Mona Lisa Overdrive
Written by William Gibson.
Narrated by Jonathan Davis.
Publisher’s Summary:
The award-winning William Gibson goes beyond science fiction to the broader mainstream fiction audience. His unique world features multinational corporations and high-tech outlaws vying for power, traveling the computer-generated universe.
Plot summary from wikipedia:
Taking place eight years after the events of Count Zero and fifteen years after Neuromancer, the story is formed from several interconnecting plot threads, and also features characters from Gibson’s previous works (such as Molly Millions, the razor-fingered mercenary from Neuromancer).
One of the plot threads concerns Mona, a teen prostitute who has a more-than-passing resemblance to famed Simstim superstar Angie Mitchell.

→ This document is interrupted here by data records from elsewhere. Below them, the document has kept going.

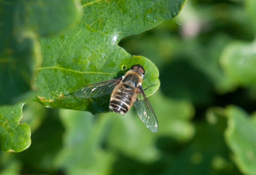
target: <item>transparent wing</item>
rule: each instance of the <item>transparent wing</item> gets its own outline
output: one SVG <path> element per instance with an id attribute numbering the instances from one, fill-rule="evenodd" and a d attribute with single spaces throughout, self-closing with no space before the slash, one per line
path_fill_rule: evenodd
<path id="1" fill-rule="evenodd" d="M 76 90 L 74 93 L 79 98 L 95 98 L 112 93 L 113 89 L 120 82 L 122 77 L 106 81 L 86 85 Z"/>
<path id="2" fill-rule="evenodd" d="M 158 130 L 158 122 L 155 112 L 145 95 L 142 87 L 140 86 L 139 88 L 140 93 L 138 95 L 137 100 L 134 102 L 138 115 L 150 131 L 157 132 Z"/>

Mona is hired by shady individuals for a “gig” which later turns out to be part of a plot to abduct Angie.
The second story focuses on a young Japanese girl named Kumiko, daughter of a Yakuza boss sent to London to keep her safe while her father engages in a gang war with other top Yakuza leaders. In London she is cared for by one of her father’s retainers, who is also a powerful member of the London Mob. She meets Molly Millions (having altered her appearance and now calling herself “Sally Shears”, in order to conceal her identity from hostile parties who are implied to be pursuing her), who takes the girl under her wing.

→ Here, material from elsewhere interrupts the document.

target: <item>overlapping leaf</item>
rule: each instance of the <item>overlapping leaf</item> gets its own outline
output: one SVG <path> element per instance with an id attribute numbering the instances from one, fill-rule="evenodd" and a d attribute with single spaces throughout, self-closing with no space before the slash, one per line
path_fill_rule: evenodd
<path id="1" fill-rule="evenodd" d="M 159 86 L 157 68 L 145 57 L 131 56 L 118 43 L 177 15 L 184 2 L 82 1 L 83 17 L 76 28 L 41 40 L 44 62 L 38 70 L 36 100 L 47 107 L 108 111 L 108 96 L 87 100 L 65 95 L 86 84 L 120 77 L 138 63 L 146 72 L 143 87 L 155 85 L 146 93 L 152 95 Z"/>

The third story thread follows a reclusive artist named Slick Henry, who lives in a place named Factory in the Dog Solitude; a large, poisoned expanse of deserted factories and dumps, perhaps in New Jersey. Slick Henry is a convicted (and punished) car thief. As a result of the repetitive brainwashing nature of his punishment, he spends his days creating large robotic sculptures and periodically suffers episodes of time loss, returning to consciousness afterward with no memory of what he did during the blackout. He is hired by an acquaintance to look after the comatose “Count” (Bobby Newmark from the second novel, Count Zero, who has hooked himself into a super-capacity cyber-harddrive called an Aleph). A theoretical “Aleph” would have the RAM capacity to literally contain all of reality, enough that a memory construct of a person would contain the complete personality of the individual and allow it to learn, grow and act independently.
The final plot line follows Angela Mitchell, famous simstim star and the girl from the second Sprawl novel Count Zero. Angie, thanks to brain manipulations by her father when she was a child, has always had the ability to access cyberspace directly (without a cyberspace deck), but drugs provided by her production company Sense/Net have severely impeded this ability.
My Take:
Steppin’ Razor is back the final installment of the trilogy. Molly Millions, Sally Shears, Misty Steel…along with a Yakuza Boss, A London mob Boss, an exceptional tech deck cowboy Bobby Newmark are being hunted and extorted by a ghost in the machine Three Jane. As with all of Gibson’s works I am usually three chapters in before I have a clue what’s going on. Excellent writing and the range of the narrator pulls off a stellar performance. Five by five awesome cyberpunk nerdiness points.